Actually, air pollution is considered to be a ‘silent public health emergency‘. Globally, 9 out of 10 people are breathing polluted air. Due to the wide-spread contamination of air quality, roughly 7 million people die each year from outdoor and indoor (office and home) air pollution. However, the good news is, scientific studies have revealed that the health of communities can improve within a few weeks of improvements that are made to air quality.
As lock-downs and quarantines continue to spread across the world, clean air is also being felt in other parts of the world. As Europe takes stricter measures to combat the COVID-19, the European Environment Authority is also reporting a drop in air pollution. For example, in Barcelona, nitrogen dioxide levels went down by 40 % from one week to the next.

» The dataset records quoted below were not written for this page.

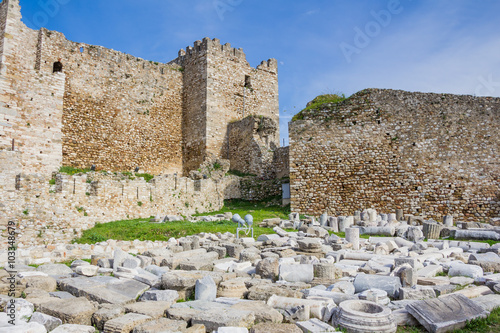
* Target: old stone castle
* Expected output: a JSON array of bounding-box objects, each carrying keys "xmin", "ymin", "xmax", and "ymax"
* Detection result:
[
  {"xmin": 0, "ymin": 0, "xmax": 279, "ymax": 174},
  {"xmin": 0, "ymin": 0, "xmax": 500, "ymax": 247}
]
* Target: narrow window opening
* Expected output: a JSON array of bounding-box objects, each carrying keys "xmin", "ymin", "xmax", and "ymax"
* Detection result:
[
  {"xmin": 52, "ymin": 61, "xmax": 62, "ymax": 73},
  {"xmin": 245, "ymin": 75, "xmax": 252, "ymax": 88}
]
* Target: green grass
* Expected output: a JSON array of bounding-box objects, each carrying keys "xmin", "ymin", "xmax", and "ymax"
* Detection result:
[
  {"xmin": 190, "ymin": 198, "xmax": 290, "ymax": 225},
  {"xmin": 74, "ymin": 200, "xmax": 290, "ymax": 244},
  {"xmin": 59, "ymin": 166, "xmax": 90, "ymax": 176},
  {"xmin": 397, "ymin": 308, "xmax": 500, "ymax": 333},
  {"xmin": 74, "ymin": 218, "xmax": 288, "ymax": 244}
]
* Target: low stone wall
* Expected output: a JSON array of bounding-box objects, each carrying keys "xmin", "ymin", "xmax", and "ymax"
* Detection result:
[{"xmin": 0, "ymin": 173, "xmax": 240, "ymax": 248}]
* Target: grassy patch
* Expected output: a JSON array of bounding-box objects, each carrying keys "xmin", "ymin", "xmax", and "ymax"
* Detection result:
[
  {"xmin": 59, "ymin": 166, "xmax": 90, "ymax": 176},
  {"xmin": 292, "ymin": 93, "xmax": 347, "ymax": 121},
  {"xmin": 190, "ymin": 199, "xmax": 290, "ymax": 225},
  {"xmin": 74, "ymin": 199, "xmax": 290, "ymax": 244},
  {"xmin": 74, "ymin": 218, "xmax": 286, "ymax": 244}
]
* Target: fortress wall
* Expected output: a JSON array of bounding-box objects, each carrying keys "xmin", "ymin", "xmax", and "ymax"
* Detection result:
[
  {"xmin": 35, "ymin": 29, "xmax": 183, "ymax": 174},
  {"xmin": 227, "ymin": 116, "xmax": 280, "ymax": 179},
  {"xmin": 204, "ymin": 39, "xmax": 279, "ymax": 157},
  {"xmin": 0, "ymin": 171, "xmax": 240, "ymax": 247},
  {"xmin": 179, "ymin": 42, "xmax": 207, "ymax": 174},
  {"xmin": 0, "ymin": 0, "xmax": 65, "ymax": 173},
  {"xmin": 173, "ymin": 38, "xmax": 279, "ymax": 172},
  {"xmin": 289, "ymin": 89, "xmax": 500, "ymax": 221}
]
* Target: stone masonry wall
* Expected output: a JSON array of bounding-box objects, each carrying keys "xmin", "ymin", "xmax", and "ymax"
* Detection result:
[
  {"xmin": 272, "ymin": 147, "xmax": 290, "ymax": 179},
  {"xmin": 37, "ymin": 29, "xmax": 183, "ymax": 174},
  {"xmin": 0, "ymin": 0, "xmax": 65, "ymax": 173},
  {"xmin": 289, "ymin": 89, "xmax": 500, "ymax": 220},
  {"xmin": 173, "ymin": 38, "xmax": 279, "ymax": 172},
  {"xmin": 0, "ymin": 0, "xmax": 279, "ymax": 174}
]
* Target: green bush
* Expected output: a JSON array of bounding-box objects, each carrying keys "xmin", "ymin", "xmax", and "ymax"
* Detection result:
[
  {"xmin": 292, "ymin": 93, "xmax": 347, "ymax": 121},
  {"xmin": 135, "ymin": 173, "xmax": 155, "ymax": 182},
  {"xmin": 59, "ymin": 166, "xmax": 90, "ymax": 176}
]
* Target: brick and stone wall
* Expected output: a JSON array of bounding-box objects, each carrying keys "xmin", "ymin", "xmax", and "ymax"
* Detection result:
[
  {"xmin": 0, "ymin": 0, "xmax": 279, "ymax": 174},
  {"xmin": 289, "ymin": 89, "xmax": 500, "ymax": 220},
  {"xmin": 0, "ymin": 171, "xmax": 240, "ymax": 247},
  {"xmin": 227, "ymin": 116, "xmax": 279, "ymax": 179},
  {"xmin": 37, "ymin": 29, "xmax": 183, "ymax": 174},
  {"xmin": 172, "ymin": 38, "xmax": 279, "ymax": 172},
  {"xmin": 0, "ymin": 0, "xmax": 65, "ymax": 173}
]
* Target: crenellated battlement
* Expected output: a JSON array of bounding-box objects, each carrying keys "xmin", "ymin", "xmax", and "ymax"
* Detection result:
[
  {"xmin": 0, "ymin": 0, "xmax": 279, "ymax": 174},
  {"xmin": 169, "ymin": 37, "xmax": 278, "ymax": 74}
]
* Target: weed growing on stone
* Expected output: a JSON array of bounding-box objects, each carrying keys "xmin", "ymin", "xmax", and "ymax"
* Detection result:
[
  {"xmin": 226, "ymin": 170, "xmax": 257, "ymax": 177},
  {"xmin": 59, "ymin": 166, "xmax": 90, "ymax": 176},
  {"xmin": 135, "ymin": 173, "xmax": 155, "ymax": 182}
]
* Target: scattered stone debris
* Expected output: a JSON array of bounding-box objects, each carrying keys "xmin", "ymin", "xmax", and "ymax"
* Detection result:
[{"xmin": 0, "ymin": 210, "xmax": 500, "ymax": 333}]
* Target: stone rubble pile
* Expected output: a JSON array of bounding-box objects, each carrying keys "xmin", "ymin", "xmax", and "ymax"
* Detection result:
[{"xmin": 0, "ymin": 210, "xmax": 500, "ymax": 333}]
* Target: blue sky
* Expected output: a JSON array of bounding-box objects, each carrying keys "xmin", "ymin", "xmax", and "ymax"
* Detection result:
[{"xmin": 20, "ymin": 0, "xmax": 500, "ymax": 144}]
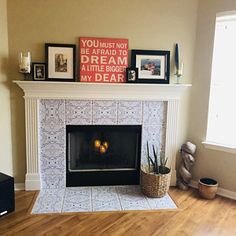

There are also other benefits for nature and wildlife. In Sardinia, on an island off the coast of Italy, people are reporting the return of dolphins, due to the reduction in boat traffic. Also in Italy, the famous canals of Venice, which are usually clogged with boats and gondolas, are clearer and cleaner than ever before. The water is blue and transparent, while fish, ducks and other marine life are returning. Some people are proposing that boats should be limited to the future to support the return of a thriving and unique biosphere.
There are also wide-spread calls to continue the measures that have been put in place due to the COVID-19. For example, China is being encouraged to continue to ban wildlife markets. A hotel owner in Venice is inviting the Venetian community to reflect on finding ‘a balance between the city and tourism‘ in a city that normally receives 20 million visitors each year. And the aviation industry is under pressure to find clean ways to service the tourism and travel industry.
Whatever the way forward, we can certainly learn something from this global pandemic. The year 2020 will be remembered as the moment in time when the COVID-19 stopped millions of people around the world. The year also 2020 marks the Decade of Action towards the Sustainable Development Goals. Although the cause is not what anyone would have ever wished for, the environmental and health benefits for humans, nature, and wildlife from COVID-19 – give us some ideas for options to explore.